The things that are mainly working:
  1. Having a professional accountability partner whose help you've enlisted, and made your goal clear to them
  2. Finding an EQUAL SUBSTITUTE for the "hit" that you get every day from PMO. For me, I turned to PMO due to (a) stress or (b) not wanting to spend money on something that might make me feel better about feeling unattractive/poor/gross in some way. I have a lot of self-loathing. I had to spend about 2 weeks just buying clothes, personal hygienic products, etc. - stuff to help me build up my self-image a bit more. Keep in mind that I have an EXTREME aversion to spending in normal circumstances, and this was a big step for me. Part of the reason I have relied on PMO in the past is becasue it was a FREE way to cope without spending any money. But it was bad for me in the long-term.

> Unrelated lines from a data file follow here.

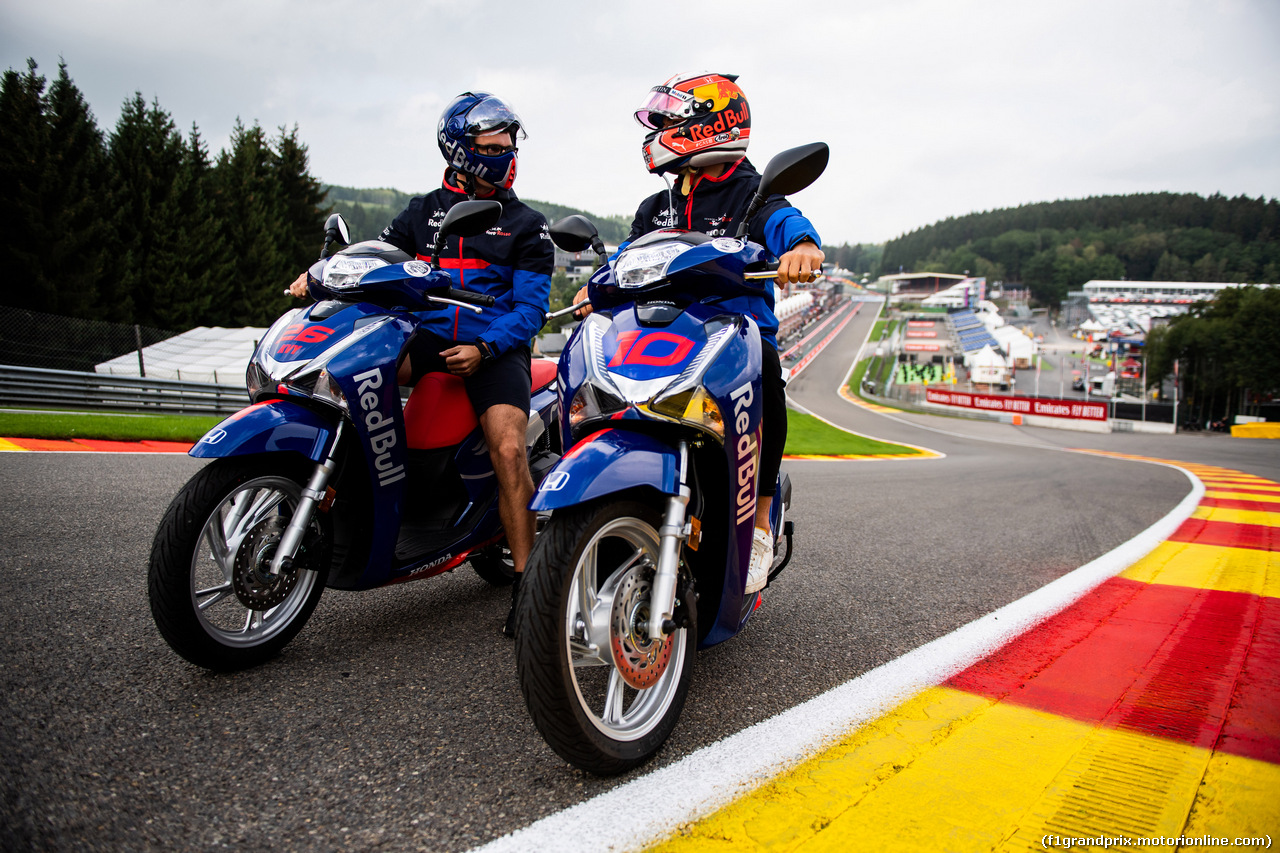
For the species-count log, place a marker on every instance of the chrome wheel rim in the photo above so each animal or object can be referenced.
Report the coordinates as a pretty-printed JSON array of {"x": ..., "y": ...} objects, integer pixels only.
[
  {"x": 260, "y": 503},
  {"x": 606, "y": 570}
]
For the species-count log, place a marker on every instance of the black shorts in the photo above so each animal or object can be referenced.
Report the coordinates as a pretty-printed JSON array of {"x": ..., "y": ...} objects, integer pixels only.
[{"x": 506, "y": 379}]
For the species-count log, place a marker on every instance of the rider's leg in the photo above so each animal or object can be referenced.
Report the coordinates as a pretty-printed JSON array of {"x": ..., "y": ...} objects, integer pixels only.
[
  {"x": 501, "y": 395},
  {"x": 773, "y": 439},
  {"x": 504, "y": 432}
]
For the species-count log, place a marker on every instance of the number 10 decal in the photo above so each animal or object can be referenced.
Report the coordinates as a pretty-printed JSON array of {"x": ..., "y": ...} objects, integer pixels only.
[{"x": 656, "y": 349}]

But all of that seems to be external band-aids and coping mechanisms that are covering up the deeper underlying problems, and now we're getting to
  3. Distress tolerance, which is very difficult, and involves not simply rejecting any bad feeling, or trying to cover up feeling ugly/bored by making a purchase or something to cope, but rather to "sit in the discomfort" of feeling some negative emotion and accepting it. I'm still in this phase, and it's bringing back temptations again, even after 40 days, but hopefully I won't rely so much on spending or any other external measure in order to cope in a world without the hit of the PMO addicton. I still have (2) to fall back on, and I'm working on tapering down the amount of spending I need to do in order to get a "hit" to replace PMO on days when I feel really tempted
  4. Anytime I get different temptations to get to PMO in some other way, I need to deeply analyze and resolve where there is a lack or a deficit in my life. I had a point where I kept wanting to find some other way to reach a sexual climax, or literally anything else that would get me off. I traced back the root, and a lot of it comes back to just feeling unattractive, or feeling ostracized or left out in some way. I am working on a combination of #2 and #3 for each of these, which both show varying levels of independence from the initial issue. (3) shows greater independence, and (2) is only more of a coping mechanism, but both are valuable in some way or another. Together, they can be extremely good for developing indpendence from PMO
Keep in mind that I had used PMO to cope with any type of distress I felt during an extremely stressful last ten years of establishing my personal financial independence from my parents, as well as managing all the inferiority complexes surrounding the issues I've been bringing up in this thread (feel free to read back, but beware that some of it may be triggering to some of you). I'm slowly starting to get closer to a point of greater financial independence, and I'd like to have overcome this addiction BEFORE I arrive at that point, which is why I'm taking this really seriously now.

Anyway, this might be the farthest I've EVER made it in a cold-turkey reboot. I'm now beginning to understand the techniques of overcoming serious addictions, I think. There's definitely steps. At first I thought I'd figured it out with the substitutes, but it turns out we're not at the end of the road yet. Still more to go. We don't want to develop another unhealthy attachment/coping mechanism, but honestly I think it might be better for me in the long run than a 10-year addiction to PMO, so for that, I give myself some credit, and I hope it may help any of you who have wondered about what it might be like to seek out therapy, or if you have an aversion to it for any reason.

Hope this helps!
 

Simon2

Well-Known Member
This is a great summary of the benefits of getting professional therapy. We have to all get over the stigma of seeing a therapist. It does really help (with the right therapist) and is something not just porn addicts could use, but almost anyone once in a while.

Congratulations on your success! Keep it strong!